Voortplantingsstrategieën
De vrijzwevende eieren en larven van vissen zijn gewild voedsel voor heel veel dieren. Daarom produceren de vissen enorm veel eieren. Een schol bijvoorbeeld, produceert wel 15.000-500.000 eieren! De voortplantingsstrategie verschilt per soort. Vissen die hun eieren bewaken, zoals het stekelbaarsje, hoeven er veel minder te maken. Haaien- en roggeneieren hebben een stevige schaal en lopen daardoor weinig gevaar. En dan heb je nog levendbarende vissen, zoals de puitaal.

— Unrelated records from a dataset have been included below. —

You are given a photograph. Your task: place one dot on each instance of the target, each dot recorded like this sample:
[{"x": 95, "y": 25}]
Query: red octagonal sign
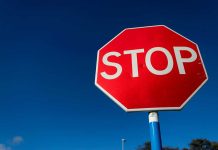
[{"x": 150, "y": 68}]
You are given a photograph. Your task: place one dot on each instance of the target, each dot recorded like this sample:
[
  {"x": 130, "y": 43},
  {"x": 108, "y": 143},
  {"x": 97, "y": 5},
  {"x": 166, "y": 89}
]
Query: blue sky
[{"x": 48, "y": 53}]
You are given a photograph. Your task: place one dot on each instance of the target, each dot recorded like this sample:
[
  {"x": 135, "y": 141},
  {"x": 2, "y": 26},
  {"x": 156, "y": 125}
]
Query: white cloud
[
  {"x": 3, "y": 147},
  {"x": 17, "y": 140}
]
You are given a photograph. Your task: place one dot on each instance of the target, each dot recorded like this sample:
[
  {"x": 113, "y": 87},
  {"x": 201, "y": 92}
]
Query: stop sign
[{"x": 150, "y": 68}]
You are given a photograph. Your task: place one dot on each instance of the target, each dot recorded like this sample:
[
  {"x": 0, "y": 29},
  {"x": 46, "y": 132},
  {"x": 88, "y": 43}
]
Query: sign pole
[{"x": 154, "y": 131}]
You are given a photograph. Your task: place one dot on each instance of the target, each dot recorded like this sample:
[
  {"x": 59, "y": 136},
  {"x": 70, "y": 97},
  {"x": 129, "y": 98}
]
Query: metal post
[
  {"x": 123, "y": 140},
  {"x": 154, "y": 131}
]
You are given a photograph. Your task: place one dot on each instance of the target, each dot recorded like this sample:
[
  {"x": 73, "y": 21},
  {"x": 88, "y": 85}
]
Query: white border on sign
[{"x": 156, "y": 108}]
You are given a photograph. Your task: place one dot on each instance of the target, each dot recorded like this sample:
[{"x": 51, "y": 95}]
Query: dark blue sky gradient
[{"x": 48, "y": 53}]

Deze krijgt tot 30-400 jongen per jaar. Alsnog een aanzienlijk aantal.
Groeien in de zomer
De kleine schollen die nu voor de kust zwemmen, blijven daar tot na de zomer. Als de watertemperatuur daalt, trekken ze weer de Noordzee op. Ze zijn dan 7 tot 12 cm groot. Ze groeien dus behoorlijk in een korte tijd. In de winter eten en groeien ze daarentegen nauwelijks. Dat merken wij ook in ons Zeeaquarium. In de zomer is de watertemperatuur er 16 graden, in de winter ongeveer 11. We laten de temperatuur nu oplopen en dat merken we aan de eetlust van de vissen. Er zwemmen nu een aantal jonge platvisjes in de demonstratie-aquaria. Ik ben benieuwd hoe groot ze na de zomer zijn!